"Justorum Animae in Manu dei sunt, et non Tanget Illos Tormentum Malitiae: Visi sunt Oculis Insipientium Mori, Illi Autem sunt in Pace."

The chapter-house at Icomb was a low, vaulted chamber divided into three compartments by rows of pillars bearing arches. A stone seat ran all round it for the monks, and the prior's seat was opposite the entrance. Two arches on each side of the doorway—there was no actual door—allowed the deliberations to be heard outside in the cloister. This was according to the invariable Cistercian plan. No one, save the monks themselves, could actually sit in the chapter-house, but others—in this case, the head men of the village—could stand in the cloister, and so become fully cognisant of the proceedings within.

The brothers filed through the dark cloisters towards the red doorways which showed that the chapter-house was lit within. The big bell in the centralone kept tolling unceasingly. One by one the brothers entered and seated themselves upon the stone bench. Two of the fratres conversi stood by the prior's throne with torches. A sudden murmur of talk hummed through the place. The night was exceedingly hot.

A glance round at the seated figures would hardly have prepossessed the modern spectator. One and all, young and old, were as frowsy and unsavoury a lot as ever poisoned the air of a warm summer's night. The white, emaciated faces smeared with dirt, the matted beards, and glowing, excited eyes, all combined to produce a singularly unpleasant picture.

Yet as the torchlight revealed one distressing detail after another it also played upon a congregation of as holy men as could have been found anywhere in that century. Not for them the licence and luxury of some of the great monasteries, where the monks pursued the deer or set their falcons at feathered game with no less ardour than they followed a petticoat through a wood. Not for them chased cups of pimentum and morat while the tables groaned under fish, flesh and fowl. It is a pity, no doubt, that they were not nice according to our ideas, but we can well forget that if we remember that they were indeed very holy men.
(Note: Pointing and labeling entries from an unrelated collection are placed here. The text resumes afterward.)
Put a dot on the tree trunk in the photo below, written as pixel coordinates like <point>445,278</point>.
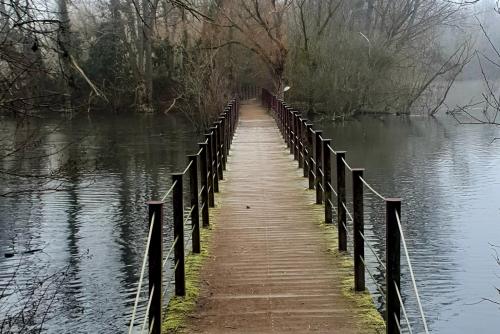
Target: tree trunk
<point>64,43</point>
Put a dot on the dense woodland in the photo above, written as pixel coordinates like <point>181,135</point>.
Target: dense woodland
<point>340,57</point>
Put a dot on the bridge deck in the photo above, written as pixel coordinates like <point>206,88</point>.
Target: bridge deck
<point>271,267</point>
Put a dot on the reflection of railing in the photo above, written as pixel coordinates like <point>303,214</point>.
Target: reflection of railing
<point>248,92</point>
<point>314,155</point>
<point>206,168</point>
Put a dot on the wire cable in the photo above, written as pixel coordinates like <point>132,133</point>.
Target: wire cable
<point>147,309</point>
<point>379,288</point>
<point>403,308</point>
<point>373,251</point>
<point>412,274</point>
<point>370,187</point>
<point>141,277</point>
<point>169,191</point>
<point>347,165</point>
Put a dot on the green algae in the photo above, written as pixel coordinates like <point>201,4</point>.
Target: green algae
<point>179,308</point>
<point>371,320</point>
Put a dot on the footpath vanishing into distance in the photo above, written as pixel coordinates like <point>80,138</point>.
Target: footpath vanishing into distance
<point>273,266</point>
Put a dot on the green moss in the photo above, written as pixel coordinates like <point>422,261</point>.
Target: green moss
<point>370,319</point>
<point>179,308</point>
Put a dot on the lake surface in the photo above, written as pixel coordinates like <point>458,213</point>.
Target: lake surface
<point>448,176</point>
<point>85,242</point>
<point>91,233</point>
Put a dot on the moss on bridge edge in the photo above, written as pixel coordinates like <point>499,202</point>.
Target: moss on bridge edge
<point>371,320</point>
<point>179,308</point>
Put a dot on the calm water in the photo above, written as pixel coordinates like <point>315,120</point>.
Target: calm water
<point>448,177</point>
<point>87,239</point>
<point>85,242</point>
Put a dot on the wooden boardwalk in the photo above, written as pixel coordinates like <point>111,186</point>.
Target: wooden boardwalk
<point>272,267</point>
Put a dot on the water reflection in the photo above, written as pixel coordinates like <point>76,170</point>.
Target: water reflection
<point>91,231</point>
<point>449,179</point>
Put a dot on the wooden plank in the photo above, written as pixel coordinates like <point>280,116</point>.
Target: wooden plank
<point>270,267</point>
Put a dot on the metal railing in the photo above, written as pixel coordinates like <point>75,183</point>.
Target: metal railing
<point>205,168</point>
<point>247,92</point>
<point>315,155</point>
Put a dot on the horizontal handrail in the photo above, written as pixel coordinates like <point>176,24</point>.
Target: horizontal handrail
<point>314,154</point>
<point>205,167</point>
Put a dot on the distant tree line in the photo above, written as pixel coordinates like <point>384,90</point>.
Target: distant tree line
<point>340,57</point>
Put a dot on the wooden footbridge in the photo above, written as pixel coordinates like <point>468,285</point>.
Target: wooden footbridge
<point>276,258</point>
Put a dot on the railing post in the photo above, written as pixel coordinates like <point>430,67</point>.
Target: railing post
<point>204,184</point>
<point>310,156</point>
<point>341,214</point>
<point>327,180</point>
<point>295,119</point>
<point>210,174</point>
<point>317,156</point>
<point>291,133</point>
<point>358,229</point>
<point>218,151</point>
<point>178,207</point>
<point>215,159</point>
<point>302,151</point>
<point>155,252</point>
<point>195,213</point>
<point>222,140</point>
<point>393,262</point>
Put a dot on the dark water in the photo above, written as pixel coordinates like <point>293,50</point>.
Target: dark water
<point>448,177</point>
<point>87,239</point>
<point>91,233</point>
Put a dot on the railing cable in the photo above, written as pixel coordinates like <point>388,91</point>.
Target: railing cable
<point>332,150</point>
<point>373,251</point>
<point>168,192</point>
<point>412,274</point>
<point>187,167</point>
<point>170,252</point>
<point>347,165</point>
<point>332,189</point>
<point>147,309</point>
<point>379,288</point>
<point>370,187</point>
<point>403,308</point>
<point>141,277</point>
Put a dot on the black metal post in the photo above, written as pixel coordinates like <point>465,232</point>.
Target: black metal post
<point>341,213</point>
<point>215,159</point>
<point>317,156</point>
<point>393,263</point>
<point>195,213</point>
<point>358,229</point>
<point>155,252</point>
<point>310,155</point>
<point>327,180</point>
<point>178,207</point>
<point>210,174</point>
<point>204,184</point>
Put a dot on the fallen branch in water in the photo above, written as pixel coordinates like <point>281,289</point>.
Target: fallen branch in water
<point>173,104</point>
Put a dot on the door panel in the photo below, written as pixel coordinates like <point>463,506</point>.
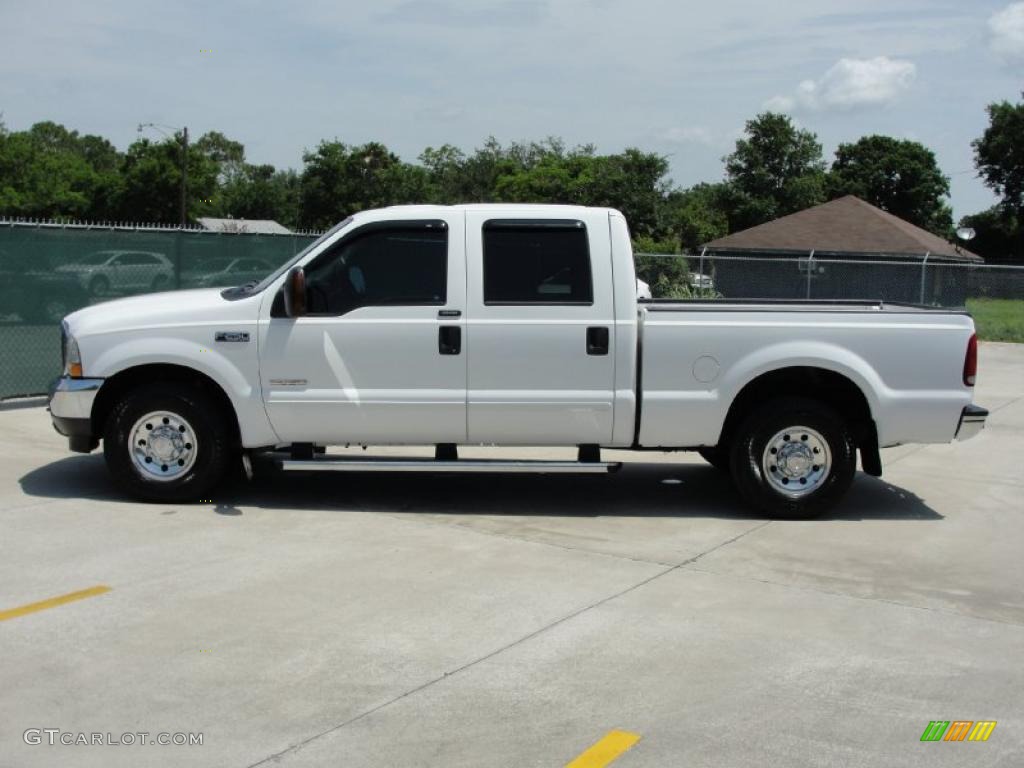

Presently the prior came in and took his seat upon the stone throne after he had said a short Latin prayer. The farmers and other villagers pressed to the archways of the opening, and, rising to his feet, Richard Espec spake in this wise:

"Brethren, this is a perilous time; and such a scourge was never heard since Christ's passion. You hear how good men suffer the death. Brethren, this is undoubted for the offences of England. Ye read, as long as the children of Israel kept the commandments of God, so long their enemies had no power over them, but God took vengeance of their enemies. We have erred, I wist, in our own lives, and God has sent this upon us. For when the Jews broke God's commandments then they were subdued by their enemies, and so be we. Therefore let us be sorry for our offences. Undoubted He will take vengeance of our enemies; I mean those blood-stained lords that causeth so many good men to suffer thus. Alas! it is a piteous case that so much Christian blood should be shed. Therefore, good brethren, for the reverence of God, every one of you devoutly pray, and say this psalm, 'O God, the heathen are come into Thine inheritance; Thy holy temple have they defiled, and made Jerusalem a heap of stones. The dead bodies of Thy servants have they given to be meat to the fowls of the air, and the flesh of Thy saints unto the beasts of the field. Their blood have they shed like water on every side of Jerusalem, and there was no man to bury them. We are become an open scorn to our enemies, a very scorn and derision to them that are round about us. Oh, remember not our old sins, but have mercy upon us, and that soon, for we are come to great misery. Help us, O God of our salvation, for the glory of Thy name. Oh, be merciful unto our sins for Thy name's sake. Wherefore do the heathen say, Where is now their God?' Ye shall say this psalm," continued the prior, "every Friday, after the Litany, prostrate, when ye lie upon the high altar, and undoubtedly God will cease this extreme scourge."

Then he went on to tell them of the martyrdom of Dom John, and what a good and holy man he was. "Even now, my dear brethren," said he, "I know him to be a saint in heaven. He has seen God, and talked with His Holiness, Saint Peter. Our Lady has smiled upon him. In the golden streets he has walked with gladness. I think that perhaps he is here with us now, our dear brother, that he sees us, and is full of love towards us all."

As his voice dropped towards the close, full of emotion, there was loud applause. As in very early Christian times, the brethren saluted the oration with a beating of hands.